Here are key features and aspects of boroscope inspection.
Flexible Tube:
The borescope consists of a flexible tube that can be maneuvered into tight or inaccessible spaces. The tube may be rigid or semi-rigid, allowing it to be directed around corners, through pipes, or into other confined areas.
Lighting:
To illuminate the area under inspection, boroscopes are equipped with built-in lighting systems. This is crucial for obtaining clear images or video footage, especially in dark or poorly lit environments.
Articulating Tip:
Some boroscopes have an articulating tip, allowing the distal end to be steered in various directions. This feature enhances the flexibility and versatility of the boroscope for navigating complex geometries.
Applications
Boroscope inspection is applied in a wide range of industries for various purposes, including inspecting aircraft engines, checking the internal components of automotive engines, examining pipes and welds in industrial settings, and assessing the condition of structures or equipment in manufacturing.
Documentation:
Boroscope inspections can be recorded using the attached camera, providing valuable documentation of the condition of the inspected components. This documentation can be used for analysis, reporting, and compliance purposes.
Optical System:
The distal end (the end that goes into the inspected area) of the borescope contains an optical system, which may include lenses, lighting, and a camera. The optical system allows for the visualization of the internal conditions of the inspected area.
Visual Inspection:
Boroscope inspection is primarily a visual inspection method. It allows inspectors to directly observe the condition of surfaces, welds, components, and other features inside machinery, pipelines, engines, or other enclosed structures.
Remote Operation
Many modern boroscopes are designed for remote operation. They may have an attached camera at the distal end, allowing inspectors to view images or videos on a monitor outside the inspected area. This is particularly useful for situations where direct human access is challenging.

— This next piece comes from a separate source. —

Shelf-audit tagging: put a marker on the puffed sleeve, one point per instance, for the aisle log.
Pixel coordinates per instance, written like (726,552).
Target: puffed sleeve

Many modern boroscopes are designed for remote operation. They may have an attached camera at the distal end, allowing inspectors to view images or videos on a monitor outside the inspected area. This is particularly useful for situations where direct human access is challenging.
Routine Maintenance
Boroscope inspection is often used as part of routine maintenance procedures to identify issues, such as wear and tear, corrosion, or foreign object debris, before they escalate into more significant problems.
Limitations:
While boroscope inspection is a powerful tool for visual assessment in challenging environments, it may have limitations such as limited depth of field, potential for distortion in images, and difficulty inspecting very small features.
Boroscope inspection is a valuable method for conducting non-destructive visual assessments in areas that are difficult to access through conventional means. It plays a crucial role in preventive maintenance, quality control, and troubleshooting in a variety of industries.